Just yesterday I joined the local Adventurer’s League launch of the Curse of Strahd for Dungeons & Dragons 5th Edition by running the Death House adventure for a team of Level 1 Heroes.
As a first-time Adventurer’s League GM I had a slight case of the nerves working myself up for it. Then again as an experienced World of Darkness GM I do have some experience running horror so that evened it out.
That said, it was a LONG game, as the scenario involved checking out everything in a house and the dungeon below it, and as an investigative / exorcism scenario, there were long periods of poking sticks at things to see if anything happens punctuated by vicious, vicious combat.
In any case, here are my impressions of the game (SPOILERS AHOY!):
SLOW BURN – The scenario starts off in a slow pace, with a lot of investigation. Some of the more combat-heavy players might get bored here, but with the right mindset, it will be easier to get into the feel of the game. It does get a tad long though, but I do like how the creepiness gets more and more overt as they explore more of the house.
JUMP SCARES – Some of the fights made sense, but there were a few that were uncalled for or seemed to just be there for the sake of it. This is purely subjective though, as I felt that the Animated Armor was okay, but that damned broom was weird.
TOO MANY GHOSTS – I understand that this is a horror scenario, but nothing sucks the fun out of an encounter than fighting more than one thing that Resists all your damage. The Spectre was a terrifying encounter that left one of the party dead in one hit, and it could Resist pretty much anything the party threw at it.
SHAMBLING MOUND – I’m not sure if the Shambling Mound was meant to be a combat encounter because the moment it appeared, the party just up and ran away from it. Thankfully they could all outpace it.

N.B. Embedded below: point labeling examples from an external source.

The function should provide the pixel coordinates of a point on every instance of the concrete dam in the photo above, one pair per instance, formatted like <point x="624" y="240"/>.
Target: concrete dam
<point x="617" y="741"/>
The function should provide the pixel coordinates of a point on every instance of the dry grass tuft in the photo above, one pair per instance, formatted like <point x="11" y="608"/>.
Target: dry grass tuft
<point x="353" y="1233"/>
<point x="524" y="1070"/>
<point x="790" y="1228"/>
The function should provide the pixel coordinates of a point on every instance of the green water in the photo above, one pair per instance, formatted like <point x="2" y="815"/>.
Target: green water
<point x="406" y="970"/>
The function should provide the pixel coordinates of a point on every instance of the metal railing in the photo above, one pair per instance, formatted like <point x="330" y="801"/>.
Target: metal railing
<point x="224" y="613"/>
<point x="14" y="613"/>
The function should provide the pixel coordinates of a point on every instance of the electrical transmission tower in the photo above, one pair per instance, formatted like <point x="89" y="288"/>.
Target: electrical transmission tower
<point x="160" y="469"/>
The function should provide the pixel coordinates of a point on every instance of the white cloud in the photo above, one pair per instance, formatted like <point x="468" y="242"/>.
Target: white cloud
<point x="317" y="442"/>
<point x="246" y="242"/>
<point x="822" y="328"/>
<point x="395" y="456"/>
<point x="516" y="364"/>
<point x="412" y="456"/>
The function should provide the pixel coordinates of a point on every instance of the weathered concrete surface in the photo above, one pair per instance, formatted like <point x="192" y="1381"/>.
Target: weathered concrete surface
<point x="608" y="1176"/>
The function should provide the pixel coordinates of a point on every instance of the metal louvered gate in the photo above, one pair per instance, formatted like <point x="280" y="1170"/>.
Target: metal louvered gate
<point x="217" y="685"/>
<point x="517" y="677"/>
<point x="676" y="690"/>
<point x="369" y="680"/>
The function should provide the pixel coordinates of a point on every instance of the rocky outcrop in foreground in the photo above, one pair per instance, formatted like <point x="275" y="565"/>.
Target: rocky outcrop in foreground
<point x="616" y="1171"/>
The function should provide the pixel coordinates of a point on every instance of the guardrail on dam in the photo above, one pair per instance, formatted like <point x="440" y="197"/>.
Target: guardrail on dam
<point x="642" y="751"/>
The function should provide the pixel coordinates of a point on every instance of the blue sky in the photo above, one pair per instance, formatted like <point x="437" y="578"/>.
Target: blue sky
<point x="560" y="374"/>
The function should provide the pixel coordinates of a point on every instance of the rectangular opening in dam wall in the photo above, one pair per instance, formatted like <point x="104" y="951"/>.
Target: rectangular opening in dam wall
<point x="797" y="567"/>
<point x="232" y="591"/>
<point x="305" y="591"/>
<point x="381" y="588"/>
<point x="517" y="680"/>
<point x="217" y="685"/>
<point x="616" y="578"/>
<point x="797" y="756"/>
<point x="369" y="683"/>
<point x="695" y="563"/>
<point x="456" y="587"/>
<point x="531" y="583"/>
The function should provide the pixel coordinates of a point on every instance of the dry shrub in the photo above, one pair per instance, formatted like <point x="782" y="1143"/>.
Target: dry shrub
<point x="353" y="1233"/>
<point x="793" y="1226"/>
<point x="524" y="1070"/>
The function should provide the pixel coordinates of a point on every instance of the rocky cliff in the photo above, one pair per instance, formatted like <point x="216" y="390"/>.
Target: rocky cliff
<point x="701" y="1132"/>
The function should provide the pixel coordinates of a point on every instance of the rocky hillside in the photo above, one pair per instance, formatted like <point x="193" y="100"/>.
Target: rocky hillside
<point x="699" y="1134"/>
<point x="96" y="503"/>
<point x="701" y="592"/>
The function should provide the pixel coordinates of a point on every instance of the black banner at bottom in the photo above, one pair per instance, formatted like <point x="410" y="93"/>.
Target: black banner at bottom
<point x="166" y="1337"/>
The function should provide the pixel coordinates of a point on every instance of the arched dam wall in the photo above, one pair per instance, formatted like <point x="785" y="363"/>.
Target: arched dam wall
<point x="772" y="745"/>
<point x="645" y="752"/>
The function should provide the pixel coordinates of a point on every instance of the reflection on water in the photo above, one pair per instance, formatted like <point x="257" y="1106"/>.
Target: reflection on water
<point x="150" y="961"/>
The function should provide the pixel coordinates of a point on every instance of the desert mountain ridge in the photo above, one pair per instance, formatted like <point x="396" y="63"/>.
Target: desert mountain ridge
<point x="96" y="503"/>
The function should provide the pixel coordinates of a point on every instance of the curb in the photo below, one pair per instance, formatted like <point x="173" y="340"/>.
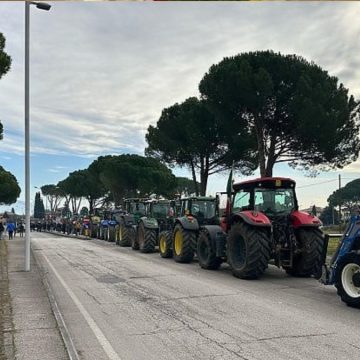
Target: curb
<point x="64" y="332"/>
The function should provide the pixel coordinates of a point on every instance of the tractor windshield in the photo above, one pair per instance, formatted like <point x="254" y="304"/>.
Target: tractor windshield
<point x="203" y="209"/>
<point x="137" y="208"/>
<point x="275" y="201"/>
<point x="160" y="210"/>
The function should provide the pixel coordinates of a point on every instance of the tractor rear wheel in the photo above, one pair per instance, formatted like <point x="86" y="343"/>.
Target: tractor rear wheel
<point x="184" y="244"/>
<point x="147" y="239"/>
<point x="206" y="252"/>
<point x="248" y="250"/>
<point x="124" y="235"/>
<point x="347" y="279"/>
<point x="308" y="262"/>
<point x="165" y="244"/>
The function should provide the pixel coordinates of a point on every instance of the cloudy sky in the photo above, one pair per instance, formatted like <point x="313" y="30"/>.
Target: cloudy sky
<point x="101" y="72"/>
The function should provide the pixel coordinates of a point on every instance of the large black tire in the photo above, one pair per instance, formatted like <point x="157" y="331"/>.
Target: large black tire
<point x="94" y="231"/>
<point x="206" y="252"/>
<point x="165" y="244"/>
<point x="184" y="244"/>
<point x="124" y="235"/>
<point x="347" y="279"/>
<point x="308" y="262"/>
<point x="248" y="250"/>
<point x="147" y="239"/>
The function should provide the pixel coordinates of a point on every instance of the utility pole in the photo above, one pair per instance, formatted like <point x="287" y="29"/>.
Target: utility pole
<point x="339" y="203"/>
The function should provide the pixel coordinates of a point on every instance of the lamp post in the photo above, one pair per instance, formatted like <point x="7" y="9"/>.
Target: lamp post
<point x="41" y="6"/>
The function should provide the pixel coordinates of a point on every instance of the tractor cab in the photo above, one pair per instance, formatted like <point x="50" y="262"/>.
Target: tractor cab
<point x="160" y="209"/>
<point x="273" y="197"/>
<point x="136" y="207"/>
<point x="204" y="209"/>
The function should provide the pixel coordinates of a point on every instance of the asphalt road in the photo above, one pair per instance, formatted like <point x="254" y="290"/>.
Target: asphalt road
<point x="121" y="304"/>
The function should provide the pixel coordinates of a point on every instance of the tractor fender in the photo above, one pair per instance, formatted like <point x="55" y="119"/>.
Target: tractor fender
<point x="188" y="223"/>
<point x="253" y="218"/>
<point x="129" y="220"/>
<point x="104" y="223"/>
<point x="112" y="223"/>
<point x="149" y="223"/>
<point x="217" y="237"/>
<point x="303" y="219"/>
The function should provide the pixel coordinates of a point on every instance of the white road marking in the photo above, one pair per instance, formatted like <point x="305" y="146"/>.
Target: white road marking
<point x="105" y="344"/>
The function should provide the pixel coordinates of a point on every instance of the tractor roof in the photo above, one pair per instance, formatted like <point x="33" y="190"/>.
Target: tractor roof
<point x="158" y="201"/>
<point x="136" y="199"/>
<point x="268" y="182"/>
<point x="199" y="198"/>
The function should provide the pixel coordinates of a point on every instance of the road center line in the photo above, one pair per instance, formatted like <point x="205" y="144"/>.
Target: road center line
<point x="105" y="344"/>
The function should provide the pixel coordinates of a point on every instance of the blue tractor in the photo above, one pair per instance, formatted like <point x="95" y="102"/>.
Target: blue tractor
<point x="344" y="268"/>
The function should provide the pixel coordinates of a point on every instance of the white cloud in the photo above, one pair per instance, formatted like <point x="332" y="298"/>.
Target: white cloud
<point x="102" y="72"/>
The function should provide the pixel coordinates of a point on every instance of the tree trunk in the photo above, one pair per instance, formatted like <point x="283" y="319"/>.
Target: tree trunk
<point x="194" y="178"/>
<point x="271" y="158"/>
<point x="261" y="146"/>
<point x="204" y="175"/>
<point x="203" y="182"/>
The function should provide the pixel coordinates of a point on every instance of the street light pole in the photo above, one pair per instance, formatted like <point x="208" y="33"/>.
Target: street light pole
<point x="41" y="6"/>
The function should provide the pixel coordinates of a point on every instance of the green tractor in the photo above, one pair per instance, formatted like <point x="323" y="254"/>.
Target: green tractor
<point x="155" y="228"/>
<point x="195" y="212"/>
<point x="134" y="209"/>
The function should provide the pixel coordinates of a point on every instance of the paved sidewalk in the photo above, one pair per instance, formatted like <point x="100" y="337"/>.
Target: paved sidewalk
<point x="36" y="333"/>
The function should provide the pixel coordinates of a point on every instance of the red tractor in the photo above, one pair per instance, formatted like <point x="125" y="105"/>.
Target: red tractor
<point x="263" y="223"/>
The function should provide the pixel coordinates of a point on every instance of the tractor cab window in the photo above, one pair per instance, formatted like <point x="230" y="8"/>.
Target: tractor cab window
<point x="138" y="208"/>
<point x="275" y="201"/>
<point x="242" y="201"/>
<point x="203" y="209"/>
<point x="160" y="210"/>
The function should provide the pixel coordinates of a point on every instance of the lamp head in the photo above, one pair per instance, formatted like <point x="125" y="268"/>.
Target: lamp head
<point x="43" y="6"/>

KILLER HOUSE – The last part of the module involved a mad dash out of the house. It was harrowing and made for a hilarious last nailbiter as the players prayed for high rolls.
Death House is a big scenario crammed into a tiny space. Play it in a quiet location, take your time, and let your players take in the ambience. While there’s no taking away the tactical thinking when you’re working with D&D, it does a commendable job in relaying horror tropes to help with transitioning the players to understand the nature of Ravenloft as being fundamentally bleaker than in the Forgotten Realms.